The Power Platform team uses Azure Machine Learning managed endpoints, a new capability announced in preview at Build that helps users to deploy models of all sizes in Azure without needed to manage underlying compute infrastructure. In one of their first internal use cases, the Microsoft product team is using it to deploy and manage the GPT-3 model that the team is using to offer new capabilities to Power Apps users. The team also added filters to help detect sensitive or inappropriate content in any results that might get returned.

“In all cases, there is a human in the loop… This isn’t at all about replacing developers, it’s about finding the next 100 million developers in the world.” – says Lamanna, corporate vice president for Microsoft’s low code application platform.

The Power Platform team worked closely with the Azure AI team to fine tune a GPT-3 model using Azure Machine Learning that could translate between natural language and Power Fx expressions. Microsoft plans to infuse Power Fx into other tools within Power Platform, as the company plans to expand natural language features by GPT-3 into those products as well.

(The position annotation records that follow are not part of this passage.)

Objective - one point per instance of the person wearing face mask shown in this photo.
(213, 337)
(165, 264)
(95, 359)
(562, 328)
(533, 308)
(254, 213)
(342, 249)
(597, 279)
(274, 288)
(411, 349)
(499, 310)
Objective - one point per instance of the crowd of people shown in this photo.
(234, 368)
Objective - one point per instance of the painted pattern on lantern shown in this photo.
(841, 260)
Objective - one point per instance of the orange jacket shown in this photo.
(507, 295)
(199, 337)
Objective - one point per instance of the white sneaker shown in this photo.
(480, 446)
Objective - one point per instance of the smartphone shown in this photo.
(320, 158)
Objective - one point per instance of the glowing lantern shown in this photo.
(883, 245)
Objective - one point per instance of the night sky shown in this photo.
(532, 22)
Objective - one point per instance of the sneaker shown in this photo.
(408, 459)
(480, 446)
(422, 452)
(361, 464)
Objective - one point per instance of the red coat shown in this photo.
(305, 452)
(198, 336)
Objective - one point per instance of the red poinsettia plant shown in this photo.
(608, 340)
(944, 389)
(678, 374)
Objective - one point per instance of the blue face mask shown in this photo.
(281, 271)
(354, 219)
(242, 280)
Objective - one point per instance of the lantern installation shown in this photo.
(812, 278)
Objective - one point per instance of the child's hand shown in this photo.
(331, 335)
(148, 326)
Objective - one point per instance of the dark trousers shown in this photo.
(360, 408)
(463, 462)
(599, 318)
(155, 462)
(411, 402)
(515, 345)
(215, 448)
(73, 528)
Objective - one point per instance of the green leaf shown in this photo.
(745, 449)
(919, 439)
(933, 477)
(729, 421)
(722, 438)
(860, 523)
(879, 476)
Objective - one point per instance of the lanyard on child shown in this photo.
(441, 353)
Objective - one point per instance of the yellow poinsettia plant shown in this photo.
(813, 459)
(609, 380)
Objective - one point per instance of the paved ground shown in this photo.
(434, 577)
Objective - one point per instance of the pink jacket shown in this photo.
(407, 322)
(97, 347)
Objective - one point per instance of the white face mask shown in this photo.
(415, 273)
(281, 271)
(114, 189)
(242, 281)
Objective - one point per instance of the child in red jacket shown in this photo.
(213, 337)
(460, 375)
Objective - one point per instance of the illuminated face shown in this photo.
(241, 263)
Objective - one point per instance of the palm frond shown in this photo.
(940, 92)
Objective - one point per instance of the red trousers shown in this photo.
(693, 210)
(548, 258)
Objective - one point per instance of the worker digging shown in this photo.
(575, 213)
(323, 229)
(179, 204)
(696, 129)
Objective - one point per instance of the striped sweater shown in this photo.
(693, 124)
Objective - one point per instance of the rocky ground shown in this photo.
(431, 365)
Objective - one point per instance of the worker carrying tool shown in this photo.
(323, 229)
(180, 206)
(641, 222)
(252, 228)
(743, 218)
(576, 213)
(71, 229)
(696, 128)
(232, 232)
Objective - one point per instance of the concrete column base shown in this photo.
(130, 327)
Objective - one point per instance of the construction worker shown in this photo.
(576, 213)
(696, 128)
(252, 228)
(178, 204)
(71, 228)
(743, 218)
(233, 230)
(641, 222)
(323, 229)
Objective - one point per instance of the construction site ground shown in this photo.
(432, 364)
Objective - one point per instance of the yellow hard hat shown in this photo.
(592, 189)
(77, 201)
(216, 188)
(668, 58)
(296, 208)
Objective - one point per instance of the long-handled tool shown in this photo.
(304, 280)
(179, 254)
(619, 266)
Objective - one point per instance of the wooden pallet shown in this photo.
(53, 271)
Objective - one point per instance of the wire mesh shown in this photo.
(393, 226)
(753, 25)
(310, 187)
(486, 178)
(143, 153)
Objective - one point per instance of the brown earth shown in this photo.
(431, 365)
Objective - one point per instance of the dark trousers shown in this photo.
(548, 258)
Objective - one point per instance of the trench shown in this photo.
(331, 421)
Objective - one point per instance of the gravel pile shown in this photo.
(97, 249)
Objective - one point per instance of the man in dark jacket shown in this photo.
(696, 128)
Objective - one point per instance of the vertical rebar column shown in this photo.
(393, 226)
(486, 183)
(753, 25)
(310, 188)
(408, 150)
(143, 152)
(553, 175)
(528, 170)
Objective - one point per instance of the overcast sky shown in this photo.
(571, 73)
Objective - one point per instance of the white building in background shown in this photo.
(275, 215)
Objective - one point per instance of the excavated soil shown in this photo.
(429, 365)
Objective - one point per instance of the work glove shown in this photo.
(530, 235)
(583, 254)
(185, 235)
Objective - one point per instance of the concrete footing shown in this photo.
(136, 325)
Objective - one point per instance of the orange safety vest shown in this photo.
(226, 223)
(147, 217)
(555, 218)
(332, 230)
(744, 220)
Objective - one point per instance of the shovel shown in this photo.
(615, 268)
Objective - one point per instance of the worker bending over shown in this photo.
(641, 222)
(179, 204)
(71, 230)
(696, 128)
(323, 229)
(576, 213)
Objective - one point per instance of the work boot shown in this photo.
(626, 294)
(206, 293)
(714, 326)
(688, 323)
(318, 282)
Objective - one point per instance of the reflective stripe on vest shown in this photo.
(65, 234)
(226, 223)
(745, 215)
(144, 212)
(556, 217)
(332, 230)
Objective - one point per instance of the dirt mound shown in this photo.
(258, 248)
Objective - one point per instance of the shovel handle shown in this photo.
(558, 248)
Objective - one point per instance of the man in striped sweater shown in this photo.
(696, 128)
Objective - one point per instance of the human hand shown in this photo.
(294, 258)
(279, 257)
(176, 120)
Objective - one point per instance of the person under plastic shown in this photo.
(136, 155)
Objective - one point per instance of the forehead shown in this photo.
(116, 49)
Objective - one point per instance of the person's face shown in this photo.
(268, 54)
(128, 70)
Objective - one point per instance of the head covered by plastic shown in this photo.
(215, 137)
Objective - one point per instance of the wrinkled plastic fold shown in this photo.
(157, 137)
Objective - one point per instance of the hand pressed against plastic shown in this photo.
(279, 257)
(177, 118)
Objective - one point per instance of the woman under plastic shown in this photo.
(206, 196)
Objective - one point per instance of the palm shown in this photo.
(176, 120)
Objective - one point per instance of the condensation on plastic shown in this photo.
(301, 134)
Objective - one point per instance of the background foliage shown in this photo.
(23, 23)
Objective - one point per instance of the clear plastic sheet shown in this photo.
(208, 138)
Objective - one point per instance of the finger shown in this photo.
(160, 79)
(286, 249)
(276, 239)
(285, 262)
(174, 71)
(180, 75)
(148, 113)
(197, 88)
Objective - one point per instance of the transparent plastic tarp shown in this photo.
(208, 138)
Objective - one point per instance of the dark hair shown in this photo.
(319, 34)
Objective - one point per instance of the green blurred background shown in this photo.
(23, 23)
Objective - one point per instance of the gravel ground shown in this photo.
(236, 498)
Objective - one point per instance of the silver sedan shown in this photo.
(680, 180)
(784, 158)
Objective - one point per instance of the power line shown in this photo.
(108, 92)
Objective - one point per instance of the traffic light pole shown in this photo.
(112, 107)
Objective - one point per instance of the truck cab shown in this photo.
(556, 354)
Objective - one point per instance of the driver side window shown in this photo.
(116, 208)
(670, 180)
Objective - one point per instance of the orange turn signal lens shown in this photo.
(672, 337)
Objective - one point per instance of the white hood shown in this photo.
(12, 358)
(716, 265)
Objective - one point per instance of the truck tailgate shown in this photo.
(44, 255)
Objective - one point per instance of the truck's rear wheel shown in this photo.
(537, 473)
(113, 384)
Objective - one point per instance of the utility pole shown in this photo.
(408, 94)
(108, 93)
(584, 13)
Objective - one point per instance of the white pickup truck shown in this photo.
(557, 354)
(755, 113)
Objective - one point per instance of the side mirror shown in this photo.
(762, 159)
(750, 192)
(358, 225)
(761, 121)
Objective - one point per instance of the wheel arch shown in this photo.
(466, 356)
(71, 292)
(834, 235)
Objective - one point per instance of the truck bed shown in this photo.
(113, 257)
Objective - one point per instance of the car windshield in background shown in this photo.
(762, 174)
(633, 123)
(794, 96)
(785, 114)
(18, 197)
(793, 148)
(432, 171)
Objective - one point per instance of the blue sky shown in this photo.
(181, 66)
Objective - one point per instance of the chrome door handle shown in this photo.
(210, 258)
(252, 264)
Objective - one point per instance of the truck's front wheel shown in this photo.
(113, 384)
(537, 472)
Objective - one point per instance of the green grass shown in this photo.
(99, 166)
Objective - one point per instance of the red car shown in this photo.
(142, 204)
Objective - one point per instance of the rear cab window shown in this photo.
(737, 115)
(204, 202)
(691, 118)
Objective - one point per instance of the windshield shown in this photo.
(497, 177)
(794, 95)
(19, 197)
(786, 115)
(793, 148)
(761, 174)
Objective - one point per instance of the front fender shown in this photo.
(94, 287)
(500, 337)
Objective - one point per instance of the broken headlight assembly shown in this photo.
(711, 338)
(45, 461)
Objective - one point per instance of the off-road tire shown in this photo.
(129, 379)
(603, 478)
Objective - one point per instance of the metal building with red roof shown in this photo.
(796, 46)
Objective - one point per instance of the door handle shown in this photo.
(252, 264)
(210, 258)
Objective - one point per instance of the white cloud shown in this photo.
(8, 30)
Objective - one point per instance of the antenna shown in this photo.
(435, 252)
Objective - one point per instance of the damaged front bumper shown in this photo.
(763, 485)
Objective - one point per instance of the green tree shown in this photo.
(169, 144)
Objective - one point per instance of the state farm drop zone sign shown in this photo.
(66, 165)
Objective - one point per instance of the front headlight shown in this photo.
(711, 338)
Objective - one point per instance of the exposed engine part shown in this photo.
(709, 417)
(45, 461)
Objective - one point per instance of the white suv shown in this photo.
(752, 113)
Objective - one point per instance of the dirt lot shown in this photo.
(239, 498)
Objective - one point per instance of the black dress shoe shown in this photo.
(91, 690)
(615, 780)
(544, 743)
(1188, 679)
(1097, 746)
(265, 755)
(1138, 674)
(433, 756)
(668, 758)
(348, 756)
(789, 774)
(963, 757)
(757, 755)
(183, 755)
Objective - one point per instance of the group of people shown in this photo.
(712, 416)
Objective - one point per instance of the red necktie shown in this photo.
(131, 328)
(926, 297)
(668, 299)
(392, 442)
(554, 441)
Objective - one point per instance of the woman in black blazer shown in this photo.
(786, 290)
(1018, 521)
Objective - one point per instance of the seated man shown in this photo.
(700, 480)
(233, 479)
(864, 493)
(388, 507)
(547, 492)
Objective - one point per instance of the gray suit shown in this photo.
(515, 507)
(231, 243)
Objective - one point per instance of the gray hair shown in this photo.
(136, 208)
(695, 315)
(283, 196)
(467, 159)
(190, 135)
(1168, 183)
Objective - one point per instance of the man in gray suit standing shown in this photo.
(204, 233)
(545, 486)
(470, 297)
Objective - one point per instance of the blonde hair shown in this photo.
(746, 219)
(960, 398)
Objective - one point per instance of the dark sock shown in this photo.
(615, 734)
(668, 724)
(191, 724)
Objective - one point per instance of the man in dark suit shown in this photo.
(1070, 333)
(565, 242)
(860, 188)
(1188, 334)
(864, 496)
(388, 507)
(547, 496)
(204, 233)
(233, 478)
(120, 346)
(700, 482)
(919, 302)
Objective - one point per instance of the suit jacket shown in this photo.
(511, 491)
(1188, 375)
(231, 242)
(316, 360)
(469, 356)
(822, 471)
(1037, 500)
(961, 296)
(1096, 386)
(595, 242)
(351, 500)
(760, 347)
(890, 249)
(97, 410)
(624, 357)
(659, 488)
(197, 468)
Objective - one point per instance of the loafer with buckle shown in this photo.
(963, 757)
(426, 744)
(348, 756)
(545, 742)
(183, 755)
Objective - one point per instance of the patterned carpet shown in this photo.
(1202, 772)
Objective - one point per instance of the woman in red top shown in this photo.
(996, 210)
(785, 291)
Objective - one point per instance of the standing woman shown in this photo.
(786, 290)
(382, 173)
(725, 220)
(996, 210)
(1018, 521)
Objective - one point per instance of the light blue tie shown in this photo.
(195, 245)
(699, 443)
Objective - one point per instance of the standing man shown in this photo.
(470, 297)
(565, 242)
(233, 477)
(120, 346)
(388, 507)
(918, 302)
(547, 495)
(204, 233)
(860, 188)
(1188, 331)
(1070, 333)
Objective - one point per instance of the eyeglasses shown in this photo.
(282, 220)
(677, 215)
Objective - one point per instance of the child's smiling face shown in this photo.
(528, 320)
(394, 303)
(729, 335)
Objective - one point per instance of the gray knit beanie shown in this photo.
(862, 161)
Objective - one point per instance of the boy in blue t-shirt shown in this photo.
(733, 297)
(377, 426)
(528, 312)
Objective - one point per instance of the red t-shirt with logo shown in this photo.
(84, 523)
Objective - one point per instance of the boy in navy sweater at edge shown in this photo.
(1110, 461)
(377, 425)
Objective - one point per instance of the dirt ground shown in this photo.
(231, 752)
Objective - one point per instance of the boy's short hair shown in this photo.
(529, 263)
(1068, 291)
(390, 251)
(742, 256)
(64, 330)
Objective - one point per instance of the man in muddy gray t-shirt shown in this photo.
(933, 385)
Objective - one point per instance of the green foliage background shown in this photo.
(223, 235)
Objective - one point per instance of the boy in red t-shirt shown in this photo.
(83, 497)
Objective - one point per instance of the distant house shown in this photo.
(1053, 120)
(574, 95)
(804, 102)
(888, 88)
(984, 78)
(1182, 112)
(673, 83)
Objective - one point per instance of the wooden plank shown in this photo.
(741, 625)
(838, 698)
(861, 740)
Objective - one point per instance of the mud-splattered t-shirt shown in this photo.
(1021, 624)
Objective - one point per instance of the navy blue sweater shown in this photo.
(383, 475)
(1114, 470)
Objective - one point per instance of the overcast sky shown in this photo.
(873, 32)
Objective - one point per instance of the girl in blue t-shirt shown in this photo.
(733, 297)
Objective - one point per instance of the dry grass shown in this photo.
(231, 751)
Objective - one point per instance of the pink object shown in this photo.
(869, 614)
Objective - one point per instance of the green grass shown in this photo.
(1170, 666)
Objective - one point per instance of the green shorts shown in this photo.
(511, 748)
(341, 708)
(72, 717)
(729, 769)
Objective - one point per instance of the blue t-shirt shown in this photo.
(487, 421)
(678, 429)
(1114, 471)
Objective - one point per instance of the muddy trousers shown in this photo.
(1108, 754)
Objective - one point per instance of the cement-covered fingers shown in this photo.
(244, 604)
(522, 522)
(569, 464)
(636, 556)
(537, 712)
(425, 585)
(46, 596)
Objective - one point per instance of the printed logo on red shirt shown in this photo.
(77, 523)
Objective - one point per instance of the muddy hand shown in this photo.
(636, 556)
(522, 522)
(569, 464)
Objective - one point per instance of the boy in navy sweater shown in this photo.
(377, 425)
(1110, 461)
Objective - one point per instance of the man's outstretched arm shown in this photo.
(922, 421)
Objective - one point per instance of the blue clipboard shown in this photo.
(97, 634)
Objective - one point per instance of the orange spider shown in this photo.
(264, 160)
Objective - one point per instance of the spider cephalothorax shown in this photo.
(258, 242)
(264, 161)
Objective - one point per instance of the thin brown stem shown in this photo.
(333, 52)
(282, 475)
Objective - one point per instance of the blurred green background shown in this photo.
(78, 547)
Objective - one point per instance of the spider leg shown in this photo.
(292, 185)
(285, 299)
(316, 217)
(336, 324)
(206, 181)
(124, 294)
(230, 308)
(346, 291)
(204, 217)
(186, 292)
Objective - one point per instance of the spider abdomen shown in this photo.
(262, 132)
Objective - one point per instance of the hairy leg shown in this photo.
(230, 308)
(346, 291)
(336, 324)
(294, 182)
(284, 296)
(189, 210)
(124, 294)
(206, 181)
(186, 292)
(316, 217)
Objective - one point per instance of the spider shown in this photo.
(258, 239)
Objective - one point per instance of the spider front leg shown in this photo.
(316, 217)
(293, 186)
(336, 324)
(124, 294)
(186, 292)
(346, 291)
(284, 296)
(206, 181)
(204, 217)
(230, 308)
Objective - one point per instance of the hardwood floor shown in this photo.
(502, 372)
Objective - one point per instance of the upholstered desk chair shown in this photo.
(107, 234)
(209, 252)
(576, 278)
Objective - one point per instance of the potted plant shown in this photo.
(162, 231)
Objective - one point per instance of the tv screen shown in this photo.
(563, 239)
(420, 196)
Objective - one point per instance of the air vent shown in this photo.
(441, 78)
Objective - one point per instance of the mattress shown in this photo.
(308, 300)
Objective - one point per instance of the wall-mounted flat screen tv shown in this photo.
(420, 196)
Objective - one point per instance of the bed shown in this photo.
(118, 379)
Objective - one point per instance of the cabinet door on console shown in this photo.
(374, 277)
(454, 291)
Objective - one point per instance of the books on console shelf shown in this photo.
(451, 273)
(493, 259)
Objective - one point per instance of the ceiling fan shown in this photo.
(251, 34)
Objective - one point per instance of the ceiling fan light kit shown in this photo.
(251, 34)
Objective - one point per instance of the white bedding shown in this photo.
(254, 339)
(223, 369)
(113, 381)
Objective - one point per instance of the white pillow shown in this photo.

The Power Platform team, which also works on low code tools to boost business productivity such as Power BI, Power BI, Power Automate and Power Virtual Agents, quickly realized that GPT-3’s ability to translate conversational language into code could help advance the democratization of software development that makes it more easy for many users.

The new features has been announced at Build and will be available in public preview in the English language throughout North America by the end of June.